Special thanks to @brennenleigh for allowing us to use and adapt her powerful song. Her music strengthens our voices as we stand united to defend our traditional territory.

Please sign the petition to halt construction of the PRGT pipeline until a modern environmental assessment is conducted at the link in our profile.

T’ooyaks’y nisim

The video posted by the Hereditary Chiefs include images of the Royal Canadian Mounted Police (RCMP) Community-Industry Response Group (C-IRG) raids on Wet’suwet’en territory in November 2021 and on Pacheedaht territory in August 2021.

The lyric in the video says: “You can send mercenaries with guns and weapons / bring big bulldozers and use machines / pepper spray us, sic your dogs on us / but you ain’t laying no pipeline through our land”.

The RCMP C-IRG is now under systemic investigation by the Civilian Review and Complaints Commission (CRCC), an independent federal agency, after nearly 500 formal complaints had been filed alleging excessive force, illegal tactics, unprofessional behaviour, racism, discrimination and Charter violations.

Gitanyow blockade of PRGT pipeline

Construction on the Prince Rupert Gas Transmission (PRGT) pipeline began on August 24. The Gitanyow Hereditary Chiefs set up a highway checkpoint two days earlier to impede construction of this megaproject.

Gitanyow Hereditary Chief Gamlakyeltxw, Wil Marsden, of the Lax Ganeda (frog) Clan says the blockade is set to stay up until at least November 25, the date which the environmental certificate for the pipeline expires unless the consortium building it can demonstrate the project has been “substantially started”.

The proposed pipeline is being presented as a “joint venture” between Houston, Texas-based Western LNG and the Nisga’a Nation. The Reston, Virginia-based engineering company Bechtel will “oversee and manage the execution of the PRGT natural gas pipeline” while BC-based Ledcor will “support the 2024 work plan”.

If completed, the 800-kilometre pipeline would carry fracked gas from northeastern British Columbia across about 50 kilometres of Gitanyow territory and 120 kilometres of Gitxsan territory until it reaches the proposed the Ksi Lisims LNG terminal near the Nass River estuary on Nisga’a territory in northwestern BC.

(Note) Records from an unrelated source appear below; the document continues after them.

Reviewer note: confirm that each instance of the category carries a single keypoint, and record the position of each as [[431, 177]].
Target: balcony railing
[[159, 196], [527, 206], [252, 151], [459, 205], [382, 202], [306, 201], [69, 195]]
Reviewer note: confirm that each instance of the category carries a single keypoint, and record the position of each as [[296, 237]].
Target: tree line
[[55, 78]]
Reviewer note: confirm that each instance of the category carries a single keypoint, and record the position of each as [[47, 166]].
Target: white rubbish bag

Photo: The Gitxsan are also holding a rally today in Vancouver at the Law Courts building to continue their “fight against the corruption of the BC Supreme Court in issuing injunctions on traditional territories and deploying of militarized RCMP units to terrorize, arrest and harm Gitxsan and our neighbouring First Nations.”

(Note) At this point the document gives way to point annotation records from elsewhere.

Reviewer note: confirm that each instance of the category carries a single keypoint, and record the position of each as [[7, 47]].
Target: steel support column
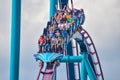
[[15, 40]]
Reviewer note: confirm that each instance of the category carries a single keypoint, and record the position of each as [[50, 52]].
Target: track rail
[[93, 52]]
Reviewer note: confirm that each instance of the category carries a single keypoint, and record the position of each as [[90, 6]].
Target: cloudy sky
[[102, 23]]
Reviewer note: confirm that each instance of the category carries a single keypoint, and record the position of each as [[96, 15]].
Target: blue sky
[[102, 23]]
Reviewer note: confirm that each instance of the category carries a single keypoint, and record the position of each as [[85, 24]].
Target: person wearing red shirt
[[41, 44]]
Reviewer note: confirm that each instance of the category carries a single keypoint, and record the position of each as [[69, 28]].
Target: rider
[[41, 43], [47, 44], [53, 44]]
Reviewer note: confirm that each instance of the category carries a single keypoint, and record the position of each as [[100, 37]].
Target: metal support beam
[[83, 70], [88, 67], [53, 4], [15, 40], [71, 59]]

The National Day for Truth and Reconciliation

September 30 marks the National Day for Truth and Reconciliation.

The Government of Canada says: “The day honours the children who never returned home and Survivors of residential schools, as well as their families and communities.”

This year, Prime Minister Justin Trudeau stated: “Between 1867 and 1996, the federal residential school system forcibly removed over 150,000 First Nations, Inuit, and Métis children from their families and communities…”

While a Truth and Reconciliation Commission (TRC) report “identified 3,200 deaths” at residential schools, and TRC chair Murray Sinclair suggested at least 6,000 Indigenous children died at the schools, Cindy Blackstock and Pamela Palmater have commented the number could be closer to 12,000 children.

The RCMP forcibly removed Indigenous children from their families to take them to residential schools that were often hundreds of kilometres away to deliberately prevent parents from visiting their children or the children to escape and return home.

The Scream painting by Kent Monkman.

While the RCMP apologized in 2004 and 2014 for their role, they tweeted in 2020 about the “Indigenous children who were sent away to residential schools” and in 2021 the RCMP Veteran’s Association posted an opinion piece that said: “Today’s generations cannot be responsible for the actions of our forefathers.”

In recent days, the RCMP have killed five Indigenous people: John Charles Piche (on August 29), Hoss Lightning (August 30), Daniel Knife (September 8), Steven Dedam (September 8) and Joseph Desjarlais (September 24), while within the same period Tammy Bateman was killed by Winnipeg Police, Jason West by Windsor Police, Ron Skunk by the Ontario Provincial Police, and Jon Wells by Calgary Police.

PBI-Canada is a member of the Abolish C-IRG coalition.